Le ralentissement du surplus pétrolier de la Chine, tombé à environ 570 000 barils par jour en septembre contre plus d’un million en août, traduit un ajustement coordonné entre les achats d’importation et le rythme de transformation des raffineries. Les importations, estimées à 11,5 millions de barils par jour, ont atteint leur niveau le plus faible depuis janvier, tandis que la production domestique est restée stable à 4,32 millions de barils par jour. Cette contraction résulte du décalage entre les cargaisons commandées durant la flambée des prix de juin et l’augmentation du throughput à 15,25 millions de barils par jour, en hausse de 2 % sur un mois.
Repli des importations et dynamique des prix
Les raffineurs chinois ont réduit leurs achats après la hausse du Brent à 81,40 dollars le baril en juin, lors du bref conflit militaire entre l’Iran et Israël, puis face au plafonnement imposé par les autorités de régulation sur les quotas d’importation des raffineries indépendantes. Ce resserrement a permis d’écouler les stocks excédentaires accumulés au premier semestre, tout en stabilisant les marges internes. Depuis, le Brent a reculé de plus de 20 dollars, tombant à 60,14 dollars à la mi-octobre, un niveau historiquement favorable à la reconstitution des réserves commerciales et stratégiques du pays.
Arbitrages géopolitiques et sources d’approvisionnement
La pression exercée par les puissances occidentales sur les achats de brut russe conduit Pékin à réévaluer son panier d’importation. Si la Russie reste le premier fournisseur avec près de 1,9 million de barils par jour, la part du Moyen-Orient, notamment de l’Arabie saoudite et des Émirats arabes unis, augmente dans les cargaisons arrivées fin septembre. Le renforcement du contrôle européen sur la « shadow fleet », utilisé pour contourner le plafonnement du prix du pétrole russe, accroît la prime de risque sur les barils d’origine sanctionnée et renchérit le fret maritime. Les compagnies de transport chinoises privilégient désormais les Very Large Crude Carriers (VLCC) conventionnels, plus faciles à assurer et à tracer.
Conséquences pour les marges et les flux commerciaux
Les marges de raffinage demeurent favorables pour les grands acteurs comme China Petroleum & Chemical Corporation (Sinopec) et PetroChina Company Limited, qui maintiennent un taux d’utilisation proche de 85 %. Les exportations de diesel et de kérosène ont progressé de 6 % sur le mois, soutenues par la demande régionale en Asie du Sud-Est.
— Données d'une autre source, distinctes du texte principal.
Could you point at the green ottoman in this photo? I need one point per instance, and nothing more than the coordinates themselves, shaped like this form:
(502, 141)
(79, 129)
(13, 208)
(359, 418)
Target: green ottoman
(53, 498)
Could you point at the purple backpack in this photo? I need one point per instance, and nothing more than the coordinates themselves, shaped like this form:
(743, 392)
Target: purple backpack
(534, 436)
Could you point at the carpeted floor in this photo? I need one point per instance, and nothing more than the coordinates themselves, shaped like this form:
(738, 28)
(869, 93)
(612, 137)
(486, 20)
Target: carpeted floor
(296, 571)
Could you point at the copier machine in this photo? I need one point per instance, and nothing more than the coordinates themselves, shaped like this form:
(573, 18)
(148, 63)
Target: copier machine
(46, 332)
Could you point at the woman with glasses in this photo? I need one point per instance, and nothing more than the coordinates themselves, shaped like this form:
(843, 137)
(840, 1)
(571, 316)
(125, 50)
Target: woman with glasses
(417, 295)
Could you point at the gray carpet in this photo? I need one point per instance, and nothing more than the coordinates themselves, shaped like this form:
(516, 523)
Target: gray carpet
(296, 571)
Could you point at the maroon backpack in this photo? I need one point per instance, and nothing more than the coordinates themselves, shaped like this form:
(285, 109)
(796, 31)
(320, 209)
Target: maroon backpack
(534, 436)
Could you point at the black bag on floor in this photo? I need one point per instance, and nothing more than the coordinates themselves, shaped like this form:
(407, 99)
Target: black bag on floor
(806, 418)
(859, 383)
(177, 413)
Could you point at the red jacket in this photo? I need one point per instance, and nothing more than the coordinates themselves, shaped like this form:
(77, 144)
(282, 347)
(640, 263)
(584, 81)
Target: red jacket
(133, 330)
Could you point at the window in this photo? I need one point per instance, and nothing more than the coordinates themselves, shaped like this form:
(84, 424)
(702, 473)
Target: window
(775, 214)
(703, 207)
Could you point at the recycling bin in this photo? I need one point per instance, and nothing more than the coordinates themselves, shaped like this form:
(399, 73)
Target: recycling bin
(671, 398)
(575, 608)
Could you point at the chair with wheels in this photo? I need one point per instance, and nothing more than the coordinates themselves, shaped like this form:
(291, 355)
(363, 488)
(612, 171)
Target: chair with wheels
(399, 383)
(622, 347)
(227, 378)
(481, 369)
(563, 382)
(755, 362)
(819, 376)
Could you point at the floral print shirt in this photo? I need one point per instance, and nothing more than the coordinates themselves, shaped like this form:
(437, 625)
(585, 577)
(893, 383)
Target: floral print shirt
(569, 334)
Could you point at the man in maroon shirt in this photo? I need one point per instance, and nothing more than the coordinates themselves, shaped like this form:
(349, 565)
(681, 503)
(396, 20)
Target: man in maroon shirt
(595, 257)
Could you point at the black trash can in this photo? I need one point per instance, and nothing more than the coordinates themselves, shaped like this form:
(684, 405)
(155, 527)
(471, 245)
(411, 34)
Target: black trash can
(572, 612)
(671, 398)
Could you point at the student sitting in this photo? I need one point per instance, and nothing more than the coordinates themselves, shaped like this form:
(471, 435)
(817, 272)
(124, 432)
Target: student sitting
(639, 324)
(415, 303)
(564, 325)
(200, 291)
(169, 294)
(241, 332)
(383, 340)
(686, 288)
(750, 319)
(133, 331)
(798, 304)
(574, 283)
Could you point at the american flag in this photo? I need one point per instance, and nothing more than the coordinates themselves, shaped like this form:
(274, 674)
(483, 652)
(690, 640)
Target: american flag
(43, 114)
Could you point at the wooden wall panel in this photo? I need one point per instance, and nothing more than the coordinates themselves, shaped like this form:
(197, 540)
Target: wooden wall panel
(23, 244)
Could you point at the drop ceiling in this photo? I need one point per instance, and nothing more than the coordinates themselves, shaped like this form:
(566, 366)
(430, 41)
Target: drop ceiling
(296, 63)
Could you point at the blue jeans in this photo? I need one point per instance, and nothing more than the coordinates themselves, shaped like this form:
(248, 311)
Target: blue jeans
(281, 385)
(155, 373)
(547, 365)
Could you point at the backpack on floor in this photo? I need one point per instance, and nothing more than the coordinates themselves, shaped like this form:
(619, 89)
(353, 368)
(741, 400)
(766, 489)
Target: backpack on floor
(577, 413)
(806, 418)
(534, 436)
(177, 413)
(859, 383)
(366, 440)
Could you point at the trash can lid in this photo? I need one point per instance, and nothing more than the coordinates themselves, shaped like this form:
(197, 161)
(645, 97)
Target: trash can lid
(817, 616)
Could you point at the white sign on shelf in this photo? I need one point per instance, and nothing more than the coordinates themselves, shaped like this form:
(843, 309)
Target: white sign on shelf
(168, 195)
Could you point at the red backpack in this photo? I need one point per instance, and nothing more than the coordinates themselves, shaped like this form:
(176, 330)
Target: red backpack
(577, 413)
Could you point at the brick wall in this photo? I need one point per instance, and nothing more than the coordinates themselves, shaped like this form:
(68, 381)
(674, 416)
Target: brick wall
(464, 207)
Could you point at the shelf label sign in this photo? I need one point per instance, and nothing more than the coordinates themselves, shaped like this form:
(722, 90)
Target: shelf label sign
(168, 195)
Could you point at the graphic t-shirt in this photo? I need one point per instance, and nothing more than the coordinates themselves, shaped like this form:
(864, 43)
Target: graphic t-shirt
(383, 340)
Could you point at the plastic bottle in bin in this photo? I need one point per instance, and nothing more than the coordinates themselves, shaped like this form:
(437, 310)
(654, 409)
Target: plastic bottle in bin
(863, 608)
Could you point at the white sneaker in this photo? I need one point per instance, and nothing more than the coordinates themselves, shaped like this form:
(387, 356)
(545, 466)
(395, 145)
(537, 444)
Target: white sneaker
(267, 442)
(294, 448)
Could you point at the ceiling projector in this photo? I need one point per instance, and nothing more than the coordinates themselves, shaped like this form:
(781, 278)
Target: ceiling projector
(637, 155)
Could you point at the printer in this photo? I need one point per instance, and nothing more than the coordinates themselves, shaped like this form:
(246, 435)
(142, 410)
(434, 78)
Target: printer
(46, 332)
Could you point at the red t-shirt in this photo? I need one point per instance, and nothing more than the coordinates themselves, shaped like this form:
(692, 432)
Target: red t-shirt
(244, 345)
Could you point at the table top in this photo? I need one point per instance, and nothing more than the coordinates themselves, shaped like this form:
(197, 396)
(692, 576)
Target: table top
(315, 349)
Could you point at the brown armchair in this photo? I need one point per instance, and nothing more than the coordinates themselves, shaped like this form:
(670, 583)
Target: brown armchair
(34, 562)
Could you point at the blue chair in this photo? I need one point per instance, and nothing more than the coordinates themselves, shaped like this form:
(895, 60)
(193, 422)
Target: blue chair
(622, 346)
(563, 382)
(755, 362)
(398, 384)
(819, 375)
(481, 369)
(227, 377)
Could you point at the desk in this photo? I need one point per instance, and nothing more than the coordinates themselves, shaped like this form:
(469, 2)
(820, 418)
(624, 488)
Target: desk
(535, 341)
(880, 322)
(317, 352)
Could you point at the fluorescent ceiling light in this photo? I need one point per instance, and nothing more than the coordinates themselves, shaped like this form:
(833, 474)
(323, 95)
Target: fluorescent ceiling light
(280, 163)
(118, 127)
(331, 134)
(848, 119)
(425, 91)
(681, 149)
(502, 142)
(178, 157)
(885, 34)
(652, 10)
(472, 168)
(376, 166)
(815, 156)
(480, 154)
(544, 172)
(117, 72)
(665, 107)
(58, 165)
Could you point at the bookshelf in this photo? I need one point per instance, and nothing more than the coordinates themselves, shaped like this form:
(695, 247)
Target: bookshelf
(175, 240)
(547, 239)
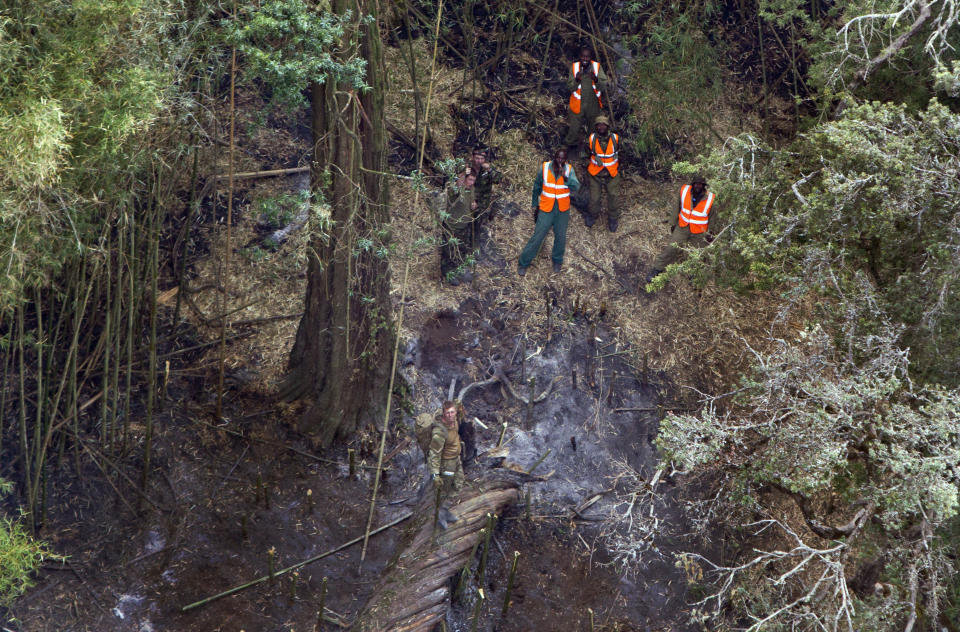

La réduction du surplus brut diminue toutefois la flexibilité de court terme du système logistique chinois, alors que la reprise des importations dépendra directement de la stabilité des prix du Brent et des arbitrages d’achat anticipés par les traders d’État.
Risques réglementaires et contraintes logistiques
Les nouvelles directives de l’Office of Foreign Assets Control (OFAC, Bureau de contrôle des avoirs étrangers des États-Unis) et du Conseil de l’Union européenne sur le plafonnement du prix du brut russe imposent une traçabilité complète des cargaisons et des polices d’assurance. Cette contrainte limite la capacité de certaines maisons de négoce à opérer des mélanges complexes destinés à masquer l’origine réelle des barils. En parallèle, l’Organisation des pays exportateurs de pétrole et ses alliés (OPEC+) prévoient d’alléger progressivement leurs coupes volontaires de production au quatrième trimestre, augmentant la disponibilité mondiale et offrant à la Chine une opportunité d’achat à prix réduit.
Scénario de reconstitution et variables à surveiller
L’expérience passée montre que Pékin renforce ses réserves stratégiques lorsque le Brent se maintient sous 65 dollars. Les capacités de stockage estimées à plus d’un milliard de barils offrent une marge de manœuvre considérable pour absorber les excédents du marché mondial. Si les prix restent bas et que les coûts logistiques se stabilisent, la Chine pourrait redevenir le principal acheteur marginal du marché au cours du quatrième trimestre. Les prochains ajustements de quotas d’importation pour les raffineries indépendantes, prévus d’ici novembre, fourniront un indicateur avancé de cette stratégie.